O advogado Miques João Bonfim iniciou hoje uma greve de fome, após ficar em prisão preventiva por indícios da prática de três crimes de abuso sexual de crianças contra uma menor de 11 anos, disse à RSTP o seu defensor, Carlos Semedo.
“Miques João declarou, encarregou-me, como advogado dele, de anunciar publicamente que a partir do momento em que ele sai daqui e entrar na cadeia está em greve de fome […] eu posso não sair vivo da cadeia, mas eu tenho que sair limpo da cadeia, eu não vou comer, eu entro em greve de fome”, disse à Lusa o advogado Carlos Semedo.
O advogado disse que a decisão de entrar em greve de fome é exclusiva de Miques João, “porque ele entende que não há garantias de julgamento idóneo, isento em São Tomé e Príncipe nessa circunstância”.
Segundo Carlos Semedo, a juíza do processo fundamentou a decisão de prisão preventiva porque “entendeu que havia um alarme social”, “perigo de perturbação do inquérito e eventualmente perigo de fuga”.
“Nós procuramos demonstrar na audiência que a prova trazida pelo Ministério Público não se comprovam os crimes de abuso sexual de criança […] nós interpusemos de imediato o recurso, que foi admitido, estamos a aguardar a extração das certidões para podermos apresentar o recurso ao Supremo Tribunal de Justiça”, declarou Carlos Semedo.
Miques João Bonfim estava a ser investigado há algum tempo pela suspeita de abuso sexual da irmã da sua mulher, que vivia ao cuidado do casal.
Na quarta-feira, a alegada vítima, que tem agora 15 anos, e sua mãe vieram a público denunciar o advogado, alegando que o Ministério Público não estava a avançar com o processo.
“Quando eu tinha 11 anos, meu cunhado [Miques João] abusou de mim, me ameaçou para eu calar a boca. Se eu falasse, ele ia matar toda a minha família, e quando eu tentava falar ele batia na minha irmã.
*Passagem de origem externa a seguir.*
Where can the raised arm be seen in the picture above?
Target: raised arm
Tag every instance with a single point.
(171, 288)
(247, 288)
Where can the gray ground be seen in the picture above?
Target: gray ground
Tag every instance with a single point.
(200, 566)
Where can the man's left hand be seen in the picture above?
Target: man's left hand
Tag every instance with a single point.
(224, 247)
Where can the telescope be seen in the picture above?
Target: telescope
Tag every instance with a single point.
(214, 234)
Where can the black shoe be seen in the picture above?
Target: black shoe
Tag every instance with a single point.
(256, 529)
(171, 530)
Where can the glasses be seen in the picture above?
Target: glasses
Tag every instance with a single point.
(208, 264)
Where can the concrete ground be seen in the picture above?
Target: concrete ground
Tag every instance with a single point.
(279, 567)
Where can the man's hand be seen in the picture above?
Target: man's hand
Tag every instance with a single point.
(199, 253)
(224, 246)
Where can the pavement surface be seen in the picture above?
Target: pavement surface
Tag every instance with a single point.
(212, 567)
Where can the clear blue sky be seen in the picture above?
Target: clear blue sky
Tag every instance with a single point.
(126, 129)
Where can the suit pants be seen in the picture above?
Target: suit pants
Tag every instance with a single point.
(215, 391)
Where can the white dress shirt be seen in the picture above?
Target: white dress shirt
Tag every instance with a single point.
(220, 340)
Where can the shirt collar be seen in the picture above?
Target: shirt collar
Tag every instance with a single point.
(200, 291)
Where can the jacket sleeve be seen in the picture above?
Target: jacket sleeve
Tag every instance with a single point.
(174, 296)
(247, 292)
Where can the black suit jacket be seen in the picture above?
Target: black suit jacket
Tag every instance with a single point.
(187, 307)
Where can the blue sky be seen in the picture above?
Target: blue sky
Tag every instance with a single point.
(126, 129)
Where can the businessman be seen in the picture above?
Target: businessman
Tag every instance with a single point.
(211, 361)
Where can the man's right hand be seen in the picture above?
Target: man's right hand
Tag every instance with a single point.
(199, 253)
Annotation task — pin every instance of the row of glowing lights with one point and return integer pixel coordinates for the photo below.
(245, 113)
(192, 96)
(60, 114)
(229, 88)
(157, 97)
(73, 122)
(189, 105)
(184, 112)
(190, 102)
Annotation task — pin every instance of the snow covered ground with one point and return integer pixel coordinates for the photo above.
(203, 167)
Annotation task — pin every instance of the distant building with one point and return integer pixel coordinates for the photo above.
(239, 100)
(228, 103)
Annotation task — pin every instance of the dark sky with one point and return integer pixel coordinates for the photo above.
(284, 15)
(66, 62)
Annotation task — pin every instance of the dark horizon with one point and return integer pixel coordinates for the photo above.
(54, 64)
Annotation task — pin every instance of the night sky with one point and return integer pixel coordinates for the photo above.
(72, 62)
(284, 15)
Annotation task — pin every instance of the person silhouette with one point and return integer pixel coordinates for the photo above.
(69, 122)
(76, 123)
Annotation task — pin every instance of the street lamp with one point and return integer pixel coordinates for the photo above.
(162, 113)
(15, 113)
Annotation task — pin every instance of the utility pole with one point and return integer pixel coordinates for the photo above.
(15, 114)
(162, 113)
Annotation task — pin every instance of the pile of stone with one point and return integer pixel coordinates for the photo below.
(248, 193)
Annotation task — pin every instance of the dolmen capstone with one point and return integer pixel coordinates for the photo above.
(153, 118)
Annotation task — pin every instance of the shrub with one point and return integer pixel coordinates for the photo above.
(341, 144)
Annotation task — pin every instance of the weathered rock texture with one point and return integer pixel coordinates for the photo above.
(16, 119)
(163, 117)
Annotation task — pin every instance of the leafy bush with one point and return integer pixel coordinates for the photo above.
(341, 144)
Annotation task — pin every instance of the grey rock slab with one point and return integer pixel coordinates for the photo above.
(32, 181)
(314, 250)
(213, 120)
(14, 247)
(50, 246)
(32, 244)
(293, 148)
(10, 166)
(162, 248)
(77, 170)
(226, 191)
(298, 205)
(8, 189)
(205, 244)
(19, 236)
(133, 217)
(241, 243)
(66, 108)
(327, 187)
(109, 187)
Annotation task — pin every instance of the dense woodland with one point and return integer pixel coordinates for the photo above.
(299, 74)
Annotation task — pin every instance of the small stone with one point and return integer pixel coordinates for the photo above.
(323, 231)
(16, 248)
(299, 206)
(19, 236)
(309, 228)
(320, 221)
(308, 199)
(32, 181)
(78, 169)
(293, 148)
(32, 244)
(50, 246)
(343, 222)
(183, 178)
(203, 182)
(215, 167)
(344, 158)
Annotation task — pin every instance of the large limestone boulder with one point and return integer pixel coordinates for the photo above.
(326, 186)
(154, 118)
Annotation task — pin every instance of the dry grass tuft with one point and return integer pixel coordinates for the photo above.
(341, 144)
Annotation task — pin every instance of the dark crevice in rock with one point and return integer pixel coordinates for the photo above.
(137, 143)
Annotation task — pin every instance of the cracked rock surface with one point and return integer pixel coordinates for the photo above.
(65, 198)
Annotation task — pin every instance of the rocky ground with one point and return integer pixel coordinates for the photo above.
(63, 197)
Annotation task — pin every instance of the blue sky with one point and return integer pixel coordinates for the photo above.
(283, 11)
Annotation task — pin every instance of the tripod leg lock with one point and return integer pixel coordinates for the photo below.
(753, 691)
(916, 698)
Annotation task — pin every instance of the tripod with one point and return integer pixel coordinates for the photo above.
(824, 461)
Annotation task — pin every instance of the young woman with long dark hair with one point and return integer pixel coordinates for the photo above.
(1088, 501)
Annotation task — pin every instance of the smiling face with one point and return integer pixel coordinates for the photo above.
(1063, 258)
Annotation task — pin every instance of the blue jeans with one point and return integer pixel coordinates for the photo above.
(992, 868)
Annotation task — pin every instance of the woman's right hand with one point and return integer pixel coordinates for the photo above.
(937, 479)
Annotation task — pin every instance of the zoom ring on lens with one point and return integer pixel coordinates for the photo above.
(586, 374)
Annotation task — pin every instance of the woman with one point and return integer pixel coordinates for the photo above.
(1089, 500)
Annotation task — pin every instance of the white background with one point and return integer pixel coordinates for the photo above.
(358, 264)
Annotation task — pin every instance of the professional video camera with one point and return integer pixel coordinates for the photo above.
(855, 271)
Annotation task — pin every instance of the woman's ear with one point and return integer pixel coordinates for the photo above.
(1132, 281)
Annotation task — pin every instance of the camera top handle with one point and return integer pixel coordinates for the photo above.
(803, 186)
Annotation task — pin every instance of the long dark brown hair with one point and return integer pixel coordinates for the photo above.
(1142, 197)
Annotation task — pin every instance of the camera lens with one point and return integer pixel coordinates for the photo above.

Uma vez ele bateu na minha irmã, espremeu-lhe o pescoço, e ela foi parar até o hospital. Então, a segunda vez que ele tentou abusar de mim, eu saí de casa a correr para a rua”, relatou a alegada vítima.
A menor disse que contou o que se passou a uma das sobrinhas de Miques João Bonfim, mas que esta a aconselhou a não o denunciar, para proteger o casamento da irmã.
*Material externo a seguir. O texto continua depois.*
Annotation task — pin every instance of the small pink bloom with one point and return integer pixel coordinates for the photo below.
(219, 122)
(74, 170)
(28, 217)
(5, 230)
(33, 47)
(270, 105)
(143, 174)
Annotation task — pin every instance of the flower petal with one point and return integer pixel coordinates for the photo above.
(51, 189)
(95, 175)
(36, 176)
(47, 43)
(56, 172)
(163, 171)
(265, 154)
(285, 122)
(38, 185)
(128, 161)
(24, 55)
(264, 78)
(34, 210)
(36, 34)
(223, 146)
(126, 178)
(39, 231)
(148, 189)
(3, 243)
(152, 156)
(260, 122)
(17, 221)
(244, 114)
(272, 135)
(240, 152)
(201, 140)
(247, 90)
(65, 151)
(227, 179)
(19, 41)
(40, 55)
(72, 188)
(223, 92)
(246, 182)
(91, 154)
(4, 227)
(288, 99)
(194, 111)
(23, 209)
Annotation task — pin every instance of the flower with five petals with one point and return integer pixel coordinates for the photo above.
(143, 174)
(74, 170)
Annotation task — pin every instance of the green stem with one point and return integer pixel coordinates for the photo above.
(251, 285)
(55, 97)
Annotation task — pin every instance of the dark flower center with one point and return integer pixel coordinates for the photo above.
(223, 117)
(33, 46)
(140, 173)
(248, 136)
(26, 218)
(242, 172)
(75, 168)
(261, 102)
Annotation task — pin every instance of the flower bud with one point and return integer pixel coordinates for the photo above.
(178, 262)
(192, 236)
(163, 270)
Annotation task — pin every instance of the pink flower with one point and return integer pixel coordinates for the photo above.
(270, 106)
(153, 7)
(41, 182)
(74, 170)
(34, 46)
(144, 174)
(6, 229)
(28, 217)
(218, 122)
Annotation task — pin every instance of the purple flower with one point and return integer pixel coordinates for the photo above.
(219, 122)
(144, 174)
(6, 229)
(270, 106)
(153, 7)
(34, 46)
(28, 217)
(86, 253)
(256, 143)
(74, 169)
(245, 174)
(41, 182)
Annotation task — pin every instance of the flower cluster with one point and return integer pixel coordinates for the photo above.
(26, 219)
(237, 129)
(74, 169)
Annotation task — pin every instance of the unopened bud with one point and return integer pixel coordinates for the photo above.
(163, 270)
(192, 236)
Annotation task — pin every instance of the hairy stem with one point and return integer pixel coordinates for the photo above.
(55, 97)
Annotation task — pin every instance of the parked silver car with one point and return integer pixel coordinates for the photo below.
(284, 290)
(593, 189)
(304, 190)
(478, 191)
A mãe da menor reforçou a denúncia contra Miques João Bonfim e saiu em defesa de um jovem que diz estar a ser injustamente acusado por Miques João Bonfim pelo abuso sexual da menor.
Numa declaração em direto na rede social Facebook, na terça-feira, Miques João Bonfim, que tem a inscrição suspensa pela Ordem dos Advogados, negou a acusação e afirmou estar a ser alvo de uma cabala política a mando do ex-primeiro-ministro Patrice Trovoada.
“Infelizmente, São Tomé e Príncipe ficou assim, as pessoas são compradas, as pessoas são pagas, as pessoas são mesquinhas ao ponto de se dar ao luxo e venderem-se para ganhar dinheiro e pôr em causa a imagem, o bom nome e a integridade das pessoas”, acusou.
A mulher de Miques João Bom Bonfim, irmã da alegada vítima, também negou que tivessem ocorrido os abusos.
Miques João Bonfim é um advogado contestatário do sistema judicial e judiciário são-tomense que assumiu a defesa do único civil acusado e condenado no processo do assalto ao quartel militar de 25 de novembro de 2022, que resultou na morte de quatro homens que estavam sob a custódia dos militares.
Desde então tem feito várias acusações públicas contra magistrados, políticos e outros advogados que considera estarem a violar as leis em defesa do ex-primeiro-ministro Patrice Trovoada, bem como contra as chefias militares acusadas no processo, mas que até ao momento não foram julgadas.
Os partidos da oposição são-tomense reagiram com preocupação à detenção do jurista Miques João Bonfim.
“Não pode deixar de causar inquietação, o contexto em que surge este caso. Nomeadamente por se tratar de um advogado que tem desempenhado um papel público, ativo, para o cabal esclarecimento e responsabilização dos culpados do caso 25 de novembro”, declarou o presidente do Movimento de Libertação de São Tomé e Príncipe (MLSTP), Américo Ramos.
O Movimento Basta, através do seu coordenador, Salvador dos Ramos, considerou “inadmissível que a justiça são-tomense continue a operar com dois pesos e duas medidas, permitindo que denúncias públicas, antes de devidamente investigadas e comprovadas, se transformem em julgamentos sumários e factos consumados”.